Previous studies [13, 20,21,22,23,24,25] have illustrated that cocrystal explosives might be more likely to be formed with relatively low molar ratios. Therefore, the molar ratios of CL-20, TNT, and HMX were determined based on this principle.
At present, the substitution method is very practical and widely applied when establishing energetic cocrystal models. Therefore, in this work, the CL-20/TNT/HMX cocrystal models were established by substitution method. In other words, CL-20 molecules in supercell crystals would be substituted by TNT and HMX molecules based on the molar ratio of different components. The substitution included cleaved surfaces substitution and random substitution, namely, TNT and HMX molecules would replace the CL-20 molecules on the cleaved surfaces or randomly. To investigate the influences of co-crystallization and molar ratios on properties of cocrystal explosives and compare the performances of CL-20/TNT/HMX cocrystals with that of raw materials, we also established the crystal models of CL-20, TNT, HMX, CL-20/TNT, and CL-20/HMX cocrystals.
The molar ratio, supercell pattern, total number of CL-20, TNT, HMX molecules, and atoms in cocrystal models are listed in Table 3.
For example, when the molar ratio of the three components (CL-20:TNT:HMX) was in 2:1:1, the CL-20/TNT/HMX cocrystal model was established as follows: Firstly, the single unit cell of ε-CL-20 was established; then it was expanded to 16 (4 × 2 × 2) supercells and 64 CL-20 molecules were included in the supercell; next, the supercell model was cleaved into (1 0 0), (0 1 0), and (0 0 1) surfaces, and shown in Fig. 6; afterwards, a vacuum layer with the thickness of 0 Å would be added into the three cleaved surfaces along the c crystallographic axis; finally, 16 TNT and 16 HMX molecules would substitute 32 CL-20 molecules on the three cleaved surfaces or CL-20 molecules in the initial supercell crystal model.
When the initial CL-20/TNT/HMX cocrystal model was established, the structure would be optimized with total energy of cocrystal model minimized. For example, when the substitution was on (0 0 1) crystal surface, the cocrystal model after optimization is presented in Fig. 7.

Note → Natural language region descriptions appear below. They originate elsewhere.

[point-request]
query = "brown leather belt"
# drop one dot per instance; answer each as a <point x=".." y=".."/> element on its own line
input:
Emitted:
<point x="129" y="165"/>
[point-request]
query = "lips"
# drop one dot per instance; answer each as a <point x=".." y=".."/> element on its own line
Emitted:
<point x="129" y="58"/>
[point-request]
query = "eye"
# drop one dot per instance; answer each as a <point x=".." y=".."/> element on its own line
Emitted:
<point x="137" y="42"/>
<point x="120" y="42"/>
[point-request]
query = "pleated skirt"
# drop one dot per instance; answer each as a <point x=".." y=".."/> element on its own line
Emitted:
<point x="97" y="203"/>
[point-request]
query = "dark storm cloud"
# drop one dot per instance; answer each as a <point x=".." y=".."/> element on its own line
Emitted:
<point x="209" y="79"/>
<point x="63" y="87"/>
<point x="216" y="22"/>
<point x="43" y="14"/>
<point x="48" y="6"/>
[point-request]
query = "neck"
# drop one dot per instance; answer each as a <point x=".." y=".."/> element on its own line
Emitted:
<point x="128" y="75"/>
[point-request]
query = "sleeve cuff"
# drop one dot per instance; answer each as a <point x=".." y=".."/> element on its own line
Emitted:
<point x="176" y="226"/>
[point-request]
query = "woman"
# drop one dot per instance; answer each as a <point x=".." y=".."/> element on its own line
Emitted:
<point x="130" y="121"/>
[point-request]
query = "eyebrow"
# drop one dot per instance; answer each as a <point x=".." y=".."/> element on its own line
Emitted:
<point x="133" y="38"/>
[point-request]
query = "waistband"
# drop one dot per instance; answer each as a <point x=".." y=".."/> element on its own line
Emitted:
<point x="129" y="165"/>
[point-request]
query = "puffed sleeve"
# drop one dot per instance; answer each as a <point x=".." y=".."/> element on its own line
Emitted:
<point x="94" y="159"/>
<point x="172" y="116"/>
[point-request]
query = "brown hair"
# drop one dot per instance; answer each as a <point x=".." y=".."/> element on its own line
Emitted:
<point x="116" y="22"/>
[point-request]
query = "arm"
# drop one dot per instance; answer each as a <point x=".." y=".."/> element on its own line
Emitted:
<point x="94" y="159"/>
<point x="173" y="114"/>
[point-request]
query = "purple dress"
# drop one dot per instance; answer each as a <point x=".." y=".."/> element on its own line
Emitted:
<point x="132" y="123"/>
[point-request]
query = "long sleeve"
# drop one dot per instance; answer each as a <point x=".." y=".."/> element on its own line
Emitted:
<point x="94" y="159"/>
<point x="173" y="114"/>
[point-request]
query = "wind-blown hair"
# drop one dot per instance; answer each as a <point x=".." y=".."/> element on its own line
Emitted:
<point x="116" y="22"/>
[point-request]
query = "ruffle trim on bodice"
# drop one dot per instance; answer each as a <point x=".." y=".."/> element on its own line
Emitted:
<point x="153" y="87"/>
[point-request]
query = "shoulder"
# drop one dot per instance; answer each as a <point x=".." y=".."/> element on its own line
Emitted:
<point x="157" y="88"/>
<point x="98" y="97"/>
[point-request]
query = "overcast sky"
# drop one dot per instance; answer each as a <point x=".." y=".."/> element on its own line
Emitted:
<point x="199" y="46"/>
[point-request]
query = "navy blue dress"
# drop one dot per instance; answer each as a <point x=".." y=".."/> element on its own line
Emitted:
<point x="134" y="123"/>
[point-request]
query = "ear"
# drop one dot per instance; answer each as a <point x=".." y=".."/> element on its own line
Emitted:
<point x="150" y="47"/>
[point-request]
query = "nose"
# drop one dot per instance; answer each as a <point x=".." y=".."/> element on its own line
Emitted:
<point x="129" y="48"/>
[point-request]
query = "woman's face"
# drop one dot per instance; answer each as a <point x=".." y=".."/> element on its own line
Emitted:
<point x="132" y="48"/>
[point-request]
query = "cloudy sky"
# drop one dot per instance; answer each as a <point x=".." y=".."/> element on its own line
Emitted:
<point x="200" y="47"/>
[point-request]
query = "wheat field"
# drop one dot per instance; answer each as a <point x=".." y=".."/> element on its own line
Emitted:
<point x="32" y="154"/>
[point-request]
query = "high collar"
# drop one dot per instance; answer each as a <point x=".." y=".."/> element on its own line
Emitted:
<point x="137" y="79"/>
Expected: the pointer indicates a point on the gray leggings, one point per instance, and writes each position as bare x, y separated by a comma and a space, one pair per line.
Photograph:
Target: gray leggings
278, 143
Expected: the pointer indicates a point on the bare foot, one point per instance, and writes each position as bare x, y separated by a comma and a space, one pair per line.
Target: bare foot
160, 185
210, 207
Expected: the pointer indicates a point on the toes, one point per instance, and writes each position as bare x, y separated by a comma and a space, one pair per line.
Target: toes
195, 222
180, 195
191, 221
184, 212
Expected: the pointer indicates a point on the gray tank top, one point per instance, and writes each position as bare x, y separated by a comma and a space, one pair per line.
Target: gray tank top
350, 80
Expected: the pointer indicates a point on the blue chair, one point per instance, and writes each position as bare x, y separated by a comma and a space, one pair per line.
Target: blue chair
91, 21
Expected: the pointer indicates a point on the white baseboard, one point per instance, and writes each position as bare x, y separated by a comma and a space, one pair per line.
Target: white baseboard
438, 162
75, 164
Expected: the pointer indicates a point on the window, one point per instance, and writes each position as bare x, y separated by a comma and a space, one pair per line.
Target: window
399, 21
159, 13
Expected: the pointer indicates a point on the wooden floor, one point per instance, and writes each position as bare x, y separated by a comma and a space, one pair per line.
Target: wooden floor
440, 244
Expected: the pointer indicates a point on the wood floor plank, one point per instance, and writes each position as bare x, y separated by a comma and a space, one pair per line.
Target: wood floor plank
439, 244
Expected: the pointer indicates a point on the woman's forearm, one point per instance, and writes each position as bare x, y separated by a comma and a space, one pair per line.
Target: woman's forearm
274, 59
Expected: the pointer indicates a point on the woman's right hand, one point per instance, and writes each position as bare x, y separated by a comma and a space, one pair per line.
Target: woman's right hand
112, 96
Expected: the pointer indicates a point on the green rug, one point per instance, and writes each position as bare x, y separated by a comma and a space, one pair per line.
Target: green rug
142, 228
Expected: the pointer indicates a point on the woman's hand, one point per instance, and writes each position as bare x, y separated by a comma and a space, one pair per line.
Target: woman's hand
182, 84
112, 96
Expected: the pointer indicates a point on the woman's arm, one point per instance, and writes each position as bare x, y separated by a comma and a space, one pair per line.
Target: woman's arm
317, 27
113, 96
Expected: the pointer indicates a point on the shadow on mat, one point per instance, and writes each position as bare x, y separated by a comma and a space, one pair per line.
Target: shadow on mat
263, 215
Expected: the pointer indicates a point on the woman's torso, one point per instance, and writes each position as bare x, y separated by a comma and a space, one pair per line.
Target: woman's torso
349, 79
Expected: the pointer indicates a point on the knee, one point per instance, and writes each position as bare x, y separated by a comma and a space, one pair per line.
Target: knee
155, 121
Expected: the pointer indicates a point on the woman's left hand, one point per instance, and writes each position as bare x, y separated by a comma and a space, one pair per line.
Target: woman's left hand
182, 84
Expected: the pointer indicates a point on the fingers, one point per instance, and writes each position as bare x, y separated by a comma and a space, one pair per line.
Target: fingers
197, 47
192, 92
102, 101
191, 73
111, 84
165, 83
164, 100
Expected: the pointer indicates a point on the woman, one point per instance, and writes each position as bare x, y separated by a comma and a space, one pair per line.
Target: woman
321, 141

Calculation conditions and details
In this work, the crystal models of pure components (CL-20, TNT, and HMX) and CL-20/TNT, CL-20/HMX, and CL-20/TNT/HMX cocrystal explosives were established. The structures and energies were optimized and properties of different models were predicted through MD method. The influences of molar ratio on stability, sensitivity, energetic performance, and mechanical properties of cocrystal explosives were investigated and evaluated. To accurately predict the properties of cocrystal models, COMPASS force field [26,27,28] was selected because this force field was suitable for numerous materials in condensed phase. At the same time, the parameters in COMPASS force filed were validated with the correlated algorithms modified to improve the applicability and ensure its accuracy. At present, COMPASS force field was regarded as an advanced or splendid force filed and had been applied widely to determine parameters and predict the properties of materials, including energetic materials. The thermostat and barostat was set as Anderson, Parrinello, respectively. To determine the nonbond energies, such as van der Waals (vdW) and electrostatic interactions, we selected atom-based summation method for vdW and Ewald method for electrostatic. In the MD simulation, NPT ensemble was chosen and the temperature and pressure was set as 295 K, 0.0001 GPa, respectively. The temperature, pressure, and total number of atoms in crystal models would be kept constant. The step size was 1 fs and total MD simulation time was 2 ns (2 × 106 fs). At first, the crystal model would be under a MD simulation for 1 ns (1 × 106 fs) to optimize the structures, total energies, nonbond energies, and to make the system reach the equilibrium state. Then, the optimized model would be under another MD simulation for 1 ns (1 × 106 fs) to determine the parameters and energies.
Results and discussion
Choice of force field
The force field would directly affect the parameters of crystal systems and each force field might be only suitable for limited crystal models. To choose the most suitable force field and ensure the precision, we performed MD simulations with PCFF, COMPASS, Universal, and Dreiding force field. Besides, the calculated parameters were compared with experimental results.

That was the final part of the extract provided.